Наконец пятого октября 1941 года нашу польскую бригаду, которая шла на работу, остановил у ворот офицер НКВД. Он достал лист и начал зачитывать фамилии. Он перечислил всех, кроме меня. Все поляки светились от счастья, а мне велели присоединиться к другой бригаде и идти на кирпичное производство. Я целый день топтался в отчаянии в ледяной глине, а окружающие смеялись надо мной: они были очень довольны, что я останусь с ними в качестве единственного поляка. Когда мы возвращались вечером в зону, я услышал, как кто-то у ворот громко выкрикивает мою фамилию. Они, в конце концов, поняли, что пропустили меня. Как я был рад!

 

— Как выглядели ваши последние часы в лагере Большая Инта? 

— Меня перевели в «польский» барак, где мы все ждали освобождения. Один офицер НКВД советовал нам никуда не выходить ночью. «Жулики» до последнего момента не оставляли нас в покое.
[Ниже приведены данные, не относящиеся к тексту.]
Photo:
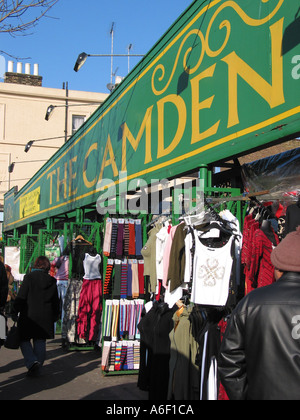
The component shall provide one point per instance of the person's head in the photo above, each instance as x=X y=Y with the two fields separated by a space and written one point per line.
x=286 y=256
x=42 y=263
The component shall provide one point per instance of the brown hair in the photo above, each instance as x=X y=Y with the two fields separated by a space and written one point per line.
x=42 y=263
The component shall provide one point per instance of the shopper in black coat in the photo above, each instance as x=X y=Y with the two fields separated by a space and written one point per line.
x=38 y=306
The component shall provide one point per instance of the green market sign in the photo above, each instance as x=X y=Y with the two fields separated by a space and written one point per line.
x=223 y=80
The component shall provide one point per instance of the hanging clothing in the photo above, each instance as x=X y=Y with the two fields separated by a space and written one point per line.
x=154 y=328
x=149 y=254
x=70 y=307
x=292 y=220
x=262 y=269
x=91 y=265
x=177 y=257
x=184 y=378
x=89 y=310
x=62 y=265
x=212 y=272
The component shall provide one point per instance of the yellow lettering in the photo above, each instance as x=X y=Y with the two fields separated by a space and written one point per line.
x=50 y=175
x=108 y=162
x=89 y=184
x=62 y=182
x=71 y=177
x=273 y=94
x=181 y=109
x=127 y=135
x=197 y=106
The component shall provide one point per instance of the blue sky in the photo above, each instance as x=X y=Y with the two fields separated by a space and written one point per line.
x=84 y=26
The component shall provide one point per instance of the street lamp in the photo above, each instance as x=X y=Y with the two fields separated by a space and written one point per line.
x=30 y=143
x=83 y=56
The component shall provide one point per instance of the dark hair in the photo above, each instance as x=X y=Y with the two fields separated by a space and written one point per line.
x=42 y=263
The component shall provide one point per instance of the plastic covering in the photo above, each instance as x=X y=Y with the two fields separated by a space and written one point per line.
x=278 y=174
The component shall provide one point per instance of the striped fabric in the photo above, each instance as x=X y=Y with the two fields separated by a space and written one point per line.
x=114 y=238
x=126 y=238
x=131 y=239
x=120 y=238
x=107 y=237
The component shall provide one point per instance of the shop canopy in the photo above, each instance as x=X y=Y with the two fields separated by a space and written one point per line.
x=279 y=175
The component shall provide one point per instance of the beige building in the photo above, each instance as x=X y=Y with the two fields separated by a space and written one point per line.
x=23 y=106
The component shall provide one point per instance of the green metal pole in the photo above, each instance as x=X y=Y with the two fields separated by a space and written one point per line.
x=203 y=174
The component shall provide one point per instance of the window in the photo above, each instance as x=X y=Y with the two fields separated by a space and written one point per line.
x=77 y=121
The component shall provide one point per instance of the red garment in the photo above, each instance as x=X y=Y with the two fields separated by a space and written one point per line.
x=222 y=396
x=262 y=269
x=250 y=227
x=90 y=309
x=141 y=278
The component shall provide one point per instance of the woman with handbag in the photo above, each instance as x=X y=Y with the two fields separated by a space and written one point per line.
x=37 y=304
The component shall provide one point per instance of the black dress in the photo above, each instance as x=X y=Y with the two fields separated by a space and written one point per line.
x=38 y=305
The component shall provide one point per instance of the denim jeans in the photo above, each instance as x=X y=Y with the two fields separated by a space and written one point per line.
x=33 y=353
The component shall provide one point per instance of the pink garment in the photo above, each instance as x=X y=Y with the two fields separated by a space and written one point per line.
x=107 y=238
x=166 y=257
x=90 y=309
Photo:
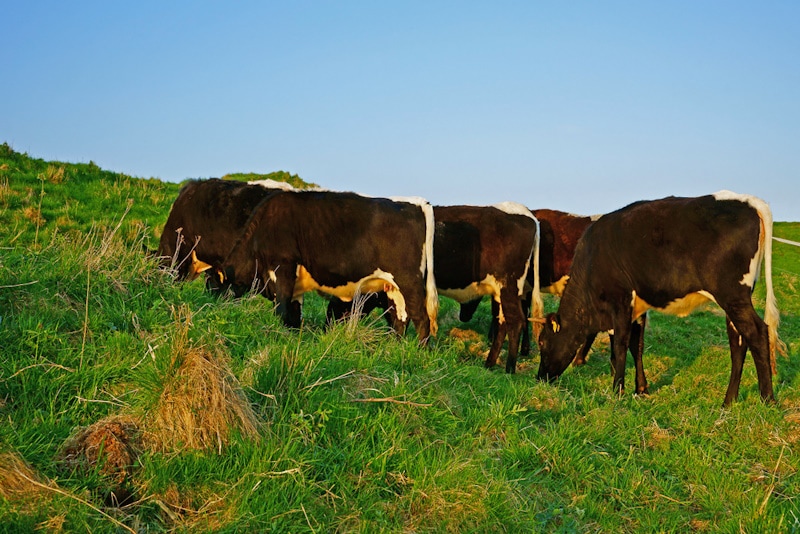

Один из наших отправился ночью один в нужник. Его утопили и забрали документы на освобождение. Ночью мы выставляли в бараке часовых, а днем выходили только организованной группой. 

 

— Что вы чувствовали, покидая лагерь?

— Стрелок вывел нас из лагеря восьмого октября ночью, когда все спали. Наш конвоир постоянно оглядывался, не бегут ли за нами другие зеки. Покидая это преддверие ада, я чувствовал огромное облегчение, а одновременно мне было жаль тех, кто остался за колючей проволокой. Я почти месяц выбирался из СССР, а потом через Персию, Бомбей и Кейптаун добрался в Шотландию, где присоединился к нашим войскам. Так закончилось мое путешествие, которое 28 апреля 1940 года прервали советские пограничники.